The issue of specialist services
One further tension in the current study focused on whether there should be specialist services for patients on the autism spectrum, or whether existing services should be more inclusive of autistic patients. Although our sample of psychiatrists often discussed these possibilities as a dichotomy, it may be that the adoption of both models of service delivery could be advantageous. For example, specialist diagnostic assessment may be helpful to identify the specific strengths, needs and aspirations of the patient, provide initial post-diagnostic support and serve as a consultation or liaison model to primary care services. Yet, such specialist services should not prevent autistic people from being able to access generic primary care services, as well as specialist physical health, mental health or intellectual disability services, without any more barriers or restrictions than those that apply to people who are not autistic. Whatever the model of service delivery, there will be the need to make reasonable adjustments to ensure that access for autistic patients is both meaningful and equitable. One key way to achieve this is to involve members of the autism community in service planning, to ensure that the resulting services are respectful, accessible and patient-centred.9,31
Limitations
This survey represents the first to focus exclusively on psychiatrists' knowledge, experience and confidence in working with their patients on the autism spectrum. It is not, however, without its limitations. First, although 28.5% of respondents had children on the autism spectrum on their case-load, the majority (69.8%) had autistic adults as their patients, which may have had an impact on some of the findings of the survey (for example regarding their reports of a relative lack of confidence in supporting children on the autism spectrum). Second, while the sample represented a high number of psychiatrists relative to other research that has included this professional group,7,26 the response rate was fairly low: with an estimate of around 7000 psychiatrists practising in the UK,32 approximately 2.5% participated in this survey. Third, given that just under half of respondents reported having some personal connection with autism (as found in research on UK GPs),9 the sample may also be biased, with those with a keen interest in autism being more likely to respond. This limitation suggests that we must exert caution in interpreting these results but also, critically, that we may be underestimating some of the issues at hand.

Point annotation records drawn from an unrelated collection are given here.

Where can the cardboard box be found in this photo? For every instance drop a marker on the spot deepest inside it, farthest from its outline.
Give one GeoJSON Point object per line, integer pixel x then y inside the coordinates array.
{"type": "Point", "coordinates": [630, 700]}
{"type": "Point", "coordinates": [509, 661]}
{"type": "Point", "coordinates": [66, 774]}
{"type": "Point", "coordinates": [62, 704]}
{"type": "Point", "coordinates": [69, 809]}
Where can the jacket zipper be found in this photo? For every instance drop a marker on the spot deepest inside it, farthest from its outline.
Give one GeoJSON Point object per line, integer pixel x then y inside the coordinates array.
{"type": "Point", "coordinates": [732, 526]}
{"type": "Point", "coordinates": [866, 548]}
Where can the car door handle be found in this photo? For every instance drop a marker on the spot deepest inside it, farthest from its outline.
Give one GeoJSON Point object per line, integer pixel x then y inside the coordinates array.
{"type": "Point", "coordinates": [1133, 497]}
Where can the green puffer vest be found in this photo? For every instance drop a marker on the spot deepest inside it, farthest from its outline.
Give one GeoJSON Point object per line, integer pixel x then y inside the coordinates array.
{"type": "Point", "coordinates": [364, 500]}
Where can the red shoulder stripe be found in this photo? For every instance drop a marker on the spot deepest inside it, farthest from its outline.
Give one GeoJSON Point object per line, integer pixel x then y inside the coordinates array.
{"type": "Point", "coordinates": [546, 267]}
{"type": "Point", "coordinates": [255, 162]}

With autism now listed as an NHS priority in England, and with a Royal College of Psychiatrists Championing Autism campaign currently running to July 2020, there is an opportunity to enact meaningful changes to the way psychiatry supports children, young people and autistic adults in England. Investment in more effective – and particularly, local – services should contribute to a reduced need for interactions with psychiatric services, especially in times of crisis, and ultimately serve to improve the mental well-being of people on the autism spectrum and their families.